Research by the Institute of Management Accountants (IMA) and ACCA found that R&D managers believe the finance team’s involvement in early-stage project evaluation may stop or slow down authorisation. The report, The CFOs’ guide to technology roadmapping, noted that: ‘Finance should not be invited to be involved in the early stages because they are less likely to encourage highly risky projects.’ R&D want some projects to fail, as it proves that their selection was ambitious.

The study focuses on the capital-intensive semiconductor industry – which globally spent US$56.4bn on R&D in 2015. While the finance team is absent when projects are selected, it participates in the development stage of project evaluation. In semiconductor companies, after the proof of concept has been established, CFOs prepare a business case to decide whether to continue to fund development or to terminate. Then one of finance’s favourite methodologies – the discount cashflow analysis – is deployed as part of the decision process.

However, the research stage is so high risk and speculative that a net present value (NPV) calculation is considered a waste of time. A CFO of one of the largest integrated device manufacturers explained: ‘You don’t typically do NPV calculations on research because it is highly speculative and high risk. At some point, probably five years from when we think it will be in production, we will start doing a more formal analysis on it. By then you are starting to look at whether it will turn into something you can get a return on.’

Gradual shift

Although few CFOs are currently involved in the early stages of project evaluation, the report suggests that in several leading firms there is a gradual shift in thinking about their role. They see that role as evolving into one in which the CFO can help the organisation to take a more disciplined approach to project evaluation. For instance, one CFO explained that the role should focus on facilitating better project evaluation processes, which requires the CFO to be prepared to ask difficult questions: ‘I don’t want finance people telling the technology people, “we should go and do that technology”. That is not their job.’

He said that even when a CFO agrees with a strategy, they should challenge it. The problem, he says, is that executives often believe they understand the organisation’s risk tolerance. Questioning can help to reveal the different attitudes that those involved in project evaluation hold towards risk.

Report author Jodie Moll PhD, senior lecturer in accounting at Manchester University, argues that an industry technology roadmap (TR) would provide a basis for the CFO to work with R&D right at the early stages of project evaluation.

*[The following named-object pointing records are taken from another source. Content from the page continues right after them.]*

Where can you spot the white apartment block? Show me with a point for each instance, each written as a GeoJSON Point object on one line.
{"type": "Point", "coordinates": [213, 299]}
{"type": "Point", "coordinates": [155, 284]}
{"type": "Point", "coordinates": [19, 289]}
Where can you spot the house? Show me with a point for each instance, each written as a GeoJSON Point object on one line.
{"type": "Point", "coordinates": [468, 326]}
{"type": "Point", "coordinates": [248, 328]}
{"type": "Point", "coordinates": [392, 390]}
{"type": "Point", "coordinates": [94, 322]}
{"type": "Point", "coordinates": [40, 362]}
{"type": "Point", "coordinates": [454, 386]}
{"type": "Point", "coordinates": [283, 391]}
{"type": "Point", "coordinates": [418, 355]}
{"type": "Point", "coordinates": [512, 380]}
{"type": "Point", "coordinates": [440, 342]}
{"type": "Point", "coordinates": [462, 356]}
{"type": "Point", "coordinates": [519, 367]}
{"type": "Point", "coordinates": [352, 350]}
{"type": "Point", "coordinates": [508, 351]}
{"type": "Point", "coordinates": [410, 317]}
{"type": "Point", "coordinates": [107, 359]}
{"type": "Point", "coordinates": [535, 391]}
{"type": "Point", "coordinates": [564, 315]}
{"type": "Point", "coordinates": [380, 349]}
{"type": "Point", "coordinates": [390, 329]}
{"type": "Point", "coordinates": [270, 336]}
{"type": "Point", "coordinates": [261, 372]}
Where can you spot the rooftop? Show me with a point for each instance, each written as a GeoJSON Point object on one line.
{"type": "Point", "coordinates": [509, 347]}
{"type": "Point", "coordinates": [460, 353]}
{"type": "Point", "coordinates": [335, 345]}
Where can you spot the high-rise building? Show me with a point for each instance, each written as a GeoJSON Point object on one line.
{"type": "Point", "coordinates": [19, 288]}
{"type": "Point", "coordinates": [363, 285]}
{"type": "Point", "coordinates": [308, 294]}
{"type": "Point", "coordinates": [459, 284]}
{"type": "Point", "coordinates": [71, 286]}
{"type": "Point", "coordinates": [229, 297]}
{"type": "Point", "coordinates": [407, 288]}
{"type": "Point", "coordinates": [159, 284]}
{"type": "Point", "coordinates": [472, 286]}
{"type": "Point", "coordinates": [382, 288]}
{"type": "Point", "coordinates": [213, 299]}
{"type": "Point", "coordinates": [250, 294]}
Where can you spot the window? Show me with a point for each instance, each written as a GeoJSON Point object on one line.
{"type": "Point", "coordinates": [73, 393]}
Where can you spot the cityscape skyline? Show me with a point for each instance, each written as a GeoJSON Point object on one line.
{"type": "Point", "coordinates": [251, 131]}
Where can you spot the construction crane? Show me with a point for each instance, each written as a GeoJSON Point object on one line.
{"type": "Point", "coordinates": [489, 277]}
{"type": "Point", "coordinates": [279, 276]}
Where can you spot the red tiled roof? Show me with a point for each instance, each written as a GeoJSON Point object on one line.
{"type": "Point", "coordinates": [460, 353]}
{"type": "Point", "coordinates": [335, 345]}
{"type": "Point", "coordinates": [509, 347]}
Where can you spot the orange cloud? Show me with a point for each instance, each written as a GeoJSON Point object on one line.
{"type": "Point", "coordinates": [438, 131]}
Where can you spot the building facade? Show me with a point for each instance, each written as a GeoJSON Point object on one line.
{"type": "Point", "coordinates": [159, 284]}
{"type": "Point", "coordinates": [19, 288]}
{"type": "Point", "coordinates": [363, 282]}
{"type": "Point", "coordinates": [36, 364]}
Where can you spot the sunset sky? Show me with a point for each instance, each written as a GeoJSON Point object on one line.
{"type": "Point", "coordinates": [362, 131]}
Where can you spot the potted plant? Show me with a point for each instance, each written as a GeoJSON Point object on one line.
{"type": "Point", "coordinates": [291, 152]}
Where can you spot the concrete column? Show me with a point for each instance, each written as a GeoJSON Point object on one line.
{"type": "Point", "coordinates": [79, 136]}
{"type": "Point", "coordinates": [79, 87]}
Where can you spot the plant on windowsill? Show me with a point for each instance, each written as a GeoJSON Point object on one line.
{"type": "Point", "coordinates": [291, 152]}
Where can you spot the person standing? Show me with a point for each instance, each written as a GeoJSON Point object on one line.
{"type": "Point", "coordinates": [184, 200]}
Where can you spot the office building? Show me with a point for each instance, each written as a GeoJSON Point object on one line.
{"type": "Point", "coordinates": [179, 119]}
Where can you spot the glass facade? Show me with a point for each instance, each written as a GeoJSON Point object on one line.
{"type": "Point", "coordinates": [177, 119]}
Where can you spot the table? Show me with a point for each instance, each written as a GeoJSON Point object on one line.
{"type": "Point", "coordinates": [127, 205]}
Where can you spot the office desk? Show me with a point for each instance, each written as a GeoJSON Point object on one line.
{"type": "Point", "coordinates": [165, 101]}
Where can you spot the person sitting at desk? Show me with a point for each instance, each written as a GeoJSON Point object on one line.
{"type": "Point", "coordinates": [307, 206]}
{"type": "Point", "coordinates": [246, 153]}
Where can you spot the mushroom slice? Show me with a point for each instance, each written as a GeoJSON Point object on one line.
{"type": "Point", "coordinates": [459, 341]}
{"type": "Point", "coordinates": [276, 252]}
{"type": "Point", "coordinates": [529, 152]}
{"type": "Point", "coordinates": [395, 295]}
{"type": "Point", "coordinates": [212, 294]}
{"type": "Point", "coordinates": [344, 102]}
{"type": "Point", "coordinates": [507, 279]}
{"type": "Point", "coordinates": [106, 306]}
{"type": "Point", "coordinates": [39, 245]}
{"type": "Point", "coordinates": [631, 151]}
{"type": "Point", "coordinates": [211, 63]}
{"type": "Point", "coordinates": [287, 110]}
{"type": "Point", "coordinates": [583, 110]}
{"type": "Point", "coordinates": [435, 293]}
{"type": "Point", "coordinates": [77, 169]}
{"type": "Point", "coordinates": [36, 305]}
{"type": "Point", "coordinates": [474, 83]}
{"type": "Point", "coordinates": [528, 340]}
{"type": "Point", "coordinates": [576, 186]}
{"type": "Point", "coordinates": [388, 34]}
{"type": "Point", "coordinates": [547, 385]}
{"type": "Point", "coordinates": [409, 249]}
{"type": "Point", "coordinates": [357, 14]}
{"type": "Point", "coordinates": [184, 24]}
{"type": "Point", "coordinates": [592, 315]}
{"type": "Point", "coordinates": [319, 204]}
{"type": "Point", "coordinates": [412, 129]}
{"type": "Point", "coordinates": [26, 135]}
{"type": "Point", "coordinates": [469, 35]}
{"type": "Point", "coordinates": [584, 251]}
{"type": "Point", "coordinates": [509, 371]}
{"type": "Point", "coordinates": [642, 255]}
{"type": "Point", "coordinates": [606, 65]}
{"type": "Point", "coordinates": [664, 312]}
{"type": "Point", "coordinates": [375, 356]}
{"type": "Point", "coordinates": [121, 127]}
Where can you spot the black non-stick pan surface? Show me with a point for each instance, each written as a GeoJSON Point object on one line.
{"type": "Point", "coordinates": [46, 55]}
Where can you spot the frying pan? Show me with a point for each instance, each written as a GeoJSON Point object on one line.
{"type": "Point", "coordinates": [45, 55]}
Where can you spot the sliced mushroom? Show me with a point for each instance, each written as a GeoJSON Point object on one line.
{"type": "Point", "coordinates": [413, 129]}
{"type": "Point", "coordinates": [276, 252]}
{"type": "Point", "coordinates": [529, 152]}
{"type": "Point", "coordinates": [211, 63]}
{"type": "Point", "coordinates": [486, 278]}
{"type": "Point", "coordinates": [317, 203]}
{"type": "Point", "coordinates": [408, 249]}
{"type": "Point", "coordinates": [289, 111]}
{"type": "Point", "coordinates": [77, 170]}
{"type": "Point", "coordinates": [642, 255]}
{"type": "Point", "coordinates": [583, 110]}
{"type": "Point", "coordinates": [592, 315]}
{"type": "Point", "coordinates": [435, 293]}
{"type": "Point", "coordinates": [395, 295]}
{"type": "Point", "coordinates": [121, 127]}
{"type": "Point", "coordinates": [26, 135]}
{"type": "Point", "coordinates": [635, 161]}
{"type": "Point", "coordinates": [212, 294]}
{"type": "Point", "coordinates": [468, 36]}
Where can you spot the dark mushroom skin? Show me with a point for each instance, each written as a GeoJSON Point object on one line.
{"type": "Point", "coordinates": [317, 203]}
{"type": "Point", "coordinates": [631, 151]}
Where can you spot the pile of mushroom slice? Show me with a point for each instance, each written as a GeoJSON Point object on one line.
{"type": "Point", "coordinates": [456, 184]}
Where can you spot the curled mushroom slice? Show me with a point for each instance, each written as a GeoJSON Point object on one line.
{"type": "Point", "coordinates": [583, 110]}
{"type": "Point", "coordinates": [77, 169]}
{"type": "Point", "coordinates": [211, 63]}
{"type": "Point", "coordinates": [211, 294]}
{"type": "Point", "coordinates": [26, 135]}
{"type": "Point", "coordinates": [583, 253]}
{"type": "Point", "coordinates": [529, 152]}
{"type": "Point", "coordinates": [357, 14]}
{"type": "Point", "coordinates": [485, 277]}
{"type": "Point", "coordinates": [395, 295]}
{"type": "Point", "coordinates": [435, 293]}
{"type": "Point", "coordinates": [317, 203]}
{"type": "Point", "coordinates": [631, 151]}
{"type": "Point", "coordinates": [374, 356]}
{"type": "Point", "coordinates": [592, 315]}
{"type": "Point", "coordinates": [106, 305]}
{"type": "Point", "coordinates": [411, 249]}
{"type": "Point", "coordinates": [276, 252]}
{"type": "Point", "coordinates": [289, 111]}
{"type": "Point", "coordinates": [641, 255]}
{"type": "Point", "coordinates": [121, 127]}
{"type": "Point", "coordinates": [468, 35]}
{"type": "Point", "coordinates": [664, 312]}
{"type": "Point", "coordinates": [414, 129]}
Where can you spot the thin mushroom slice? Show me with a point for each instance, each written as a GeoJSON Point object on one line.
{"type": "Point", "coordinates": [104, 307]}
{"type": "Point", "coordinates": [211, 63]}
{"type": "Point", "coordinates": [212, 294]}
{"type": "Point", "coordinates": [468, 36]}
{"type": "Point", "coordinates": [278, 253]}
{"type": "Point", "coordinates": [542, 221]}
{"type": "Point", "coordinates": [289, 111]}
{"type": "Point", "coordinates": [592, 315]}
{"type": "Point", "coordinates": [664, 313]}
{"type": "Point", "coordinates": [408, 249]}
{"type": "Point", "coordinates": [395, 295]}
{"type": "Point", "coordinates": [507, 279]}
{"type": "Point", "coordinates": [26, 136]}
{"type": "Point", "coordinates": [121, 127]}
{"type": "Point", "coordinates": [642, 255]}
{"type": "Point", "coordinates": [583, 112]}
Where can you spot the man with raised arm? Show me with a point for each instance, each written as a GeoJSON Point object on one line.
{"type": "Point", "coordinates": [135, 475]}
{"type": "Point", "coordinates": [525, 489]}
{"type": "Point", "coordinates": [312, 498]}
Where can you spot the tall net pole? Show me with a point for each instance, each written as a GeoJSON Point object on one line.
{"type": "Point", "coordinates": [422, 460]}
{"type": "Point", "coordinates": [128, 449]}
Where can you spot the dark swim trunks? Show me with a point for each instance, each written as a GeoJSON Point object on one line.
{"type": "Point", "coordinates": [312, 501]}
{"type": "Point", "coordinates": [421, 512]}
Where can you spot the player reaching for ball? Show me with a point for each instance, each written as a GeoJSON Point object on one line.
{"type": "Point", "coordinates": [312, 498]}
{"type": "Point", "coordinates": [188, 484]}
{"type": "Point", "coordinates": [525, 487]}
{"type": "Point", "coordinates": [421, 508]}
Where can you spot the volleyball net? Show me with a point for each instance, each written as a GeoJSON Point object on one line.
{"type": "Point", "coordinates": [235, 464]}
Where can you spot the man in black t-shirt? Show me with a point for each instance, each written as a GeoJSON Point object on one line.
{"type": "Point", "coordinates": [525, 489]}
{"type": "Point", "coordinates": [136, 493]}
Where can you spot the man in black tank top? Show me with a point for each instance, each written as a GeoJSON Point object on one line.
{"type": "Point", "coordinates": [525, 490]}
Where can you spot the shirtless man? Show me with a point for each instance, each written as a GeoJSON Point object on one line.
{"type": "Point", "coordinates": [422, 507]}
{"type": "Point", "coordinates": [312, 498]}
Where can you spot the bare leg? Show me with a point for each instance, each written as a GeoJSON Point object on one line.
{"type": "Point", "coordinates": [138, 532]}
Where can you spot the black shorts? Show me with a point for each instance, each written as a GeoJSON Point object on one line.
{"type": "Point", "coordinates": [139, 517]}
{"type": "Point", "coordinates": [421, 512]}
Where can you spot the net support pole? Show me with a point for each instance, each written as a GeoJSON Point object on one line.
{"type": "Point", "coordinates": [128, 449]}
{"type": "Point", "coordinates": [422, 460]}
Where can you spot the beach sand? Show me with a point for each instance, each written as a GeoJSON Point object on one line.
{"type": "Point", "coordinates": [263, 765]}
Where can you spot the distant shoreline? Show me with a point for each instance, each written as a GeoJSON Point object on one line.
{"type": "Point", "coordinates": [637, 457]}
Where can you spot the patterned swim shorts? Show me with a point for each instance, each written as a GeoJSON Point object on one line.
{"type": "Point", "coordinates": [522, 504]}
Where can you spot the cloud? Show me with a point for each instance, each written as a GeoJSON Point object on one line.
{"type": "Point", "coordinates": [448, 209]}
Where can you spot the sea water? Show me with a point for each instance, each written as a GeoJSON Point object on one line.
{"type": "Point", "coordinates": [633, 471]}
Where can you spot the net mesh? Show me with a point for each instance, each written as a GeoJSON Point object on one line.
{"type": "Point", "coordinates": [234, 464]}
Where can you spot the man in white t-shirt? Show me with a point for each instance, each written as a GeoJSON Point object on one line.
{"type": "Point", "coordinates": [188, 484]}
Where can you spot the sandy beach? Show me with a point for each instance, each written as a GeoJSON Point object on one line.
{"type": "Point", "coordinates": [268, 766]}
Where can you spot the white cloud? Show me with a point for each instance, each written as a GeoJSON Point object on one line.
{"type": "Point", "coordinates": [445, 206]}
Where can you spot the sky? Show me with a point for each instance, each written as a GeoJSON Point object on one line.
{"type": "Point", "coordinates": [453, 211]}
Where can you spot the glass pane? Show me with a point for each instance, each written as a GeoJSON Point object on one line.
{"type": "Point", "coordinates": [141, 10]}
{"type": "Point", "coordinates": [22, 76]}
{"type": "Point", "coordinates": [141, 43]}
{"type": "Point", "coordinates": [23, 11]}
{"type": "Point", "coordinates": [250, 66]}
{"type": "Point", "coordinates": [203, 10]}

Industry-specific and organised industry-wide by the International Roadmapping Committee (IRC), a TR is designed to prevent technical roadblocks and identify growth opportunities. A decision-support tool, TR helps identify the risk of a particular R&D path.

The problem is that for CFOs without a scientific/technical background much of the TR appears indecipherable. But Moll argues the TR is accessible to CFOs through visual maps, allowing users to understand industry forecasts and investment opportunities for a specific technology. A colour scheme gives a rapid overview: colour 1 means a solution exists; 2 – interim solutions are known; 3 – manufacturable solutions are known; 4 – manufacturable solutions are not known. Once finance understands TRs, Moll says, it can use a three-step process to integrate them into a project appraisal process (see box).

By grabbing the TR, CFOs can use their skills to minimise the chances of their company’s R&D being dysfunctional. It’s time CFOs were back in the room from the start.